India’s tourism promotion strategy, as outlined in the recent written reply in Parliament, presents an impressive inventory of initiatives—global roadshows, international trade fairs, food festivals, familiarisation trips, digital campaigns and a long list of domestic programmes. From Dekho Apna Desh and Bharat Parv to Meet in India, India Says I Do and the Best Tourism Villages initiative, the activity calendar appears full.
Yet, beneath this busy surface lies a critical gap: there is no formal assessment of whether these efforts have actually translated into higher tourist arrivals, increased spending or deeper destination engagement.
Promotion Without Measurement
The Ministry itself acknowledges that no evaluation has been carried out to measure the impact of these promotional campaigns. In an era where global destinations compete aggressively using data-driven strategies, this absence of outcome analysis raises important questions.
Tourism promotion today is no longer about visibility alone. It is about conversion—how many travellers were influenced, how many visits were generated, and how much economic value was created.
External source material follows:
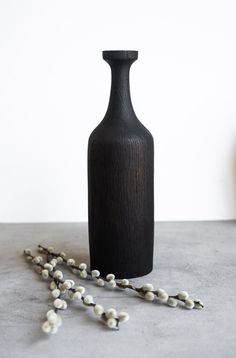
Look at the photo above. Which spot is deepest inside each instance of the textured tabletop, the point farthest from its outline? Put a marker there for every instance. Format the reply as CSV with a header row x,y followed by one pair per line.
x,y
199,257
Without these metrics, promotion risks becoming an exercise in repetition rather than progress.
Many Campaigns, One Missing Link
Domestic initiatives such as Dekho Apna Desh and Bharat Parv aim to build awareness and national pride, while international campaigns target MICE, weddings and leisure travel. The intent is sound. The execution is energetic.
But the missing link remains accountability.
For instance:
- Have Best Tourism Villages witnessed a measurable rise in visitor footfall or local income?
- Did India Says I Do convert into a tangible increase in international destination weddings?
- Has Meet in India resulted in more global conferences choosing Indian cities?
These are not critical questions—they are basic policy follow-ups.

Global Ambition, Limited Targeting
India is promoted as a “holistic destination” across multiple global markets, yet the strategy appears broad rather than sharply targeted. There is little clarity on priority source markets, traveller segments or return on investment. In highly competitive tourism markets, clarity of focus often matters more than the number of campaigns.
The Risk of Activity-Led Tourism Policy
When promotion is measured by the number of events rather than outcomes, the danger is clear:
campaigns get announced, festivals get organised, exhibitions get attended—but real tourism growth becomes incidental rather than intentional.
The next logical step for India’s tourism policy must be impact audits, not just activity reports. Knowing what works—and what doesn’t—is essential if India wants to position itself not just as a visible destination, but as a high-performing one.
Otherwise, tourism promotion may continue to look impressive in Parliament replies—
while the real traveller quietly decides to go elsewhere.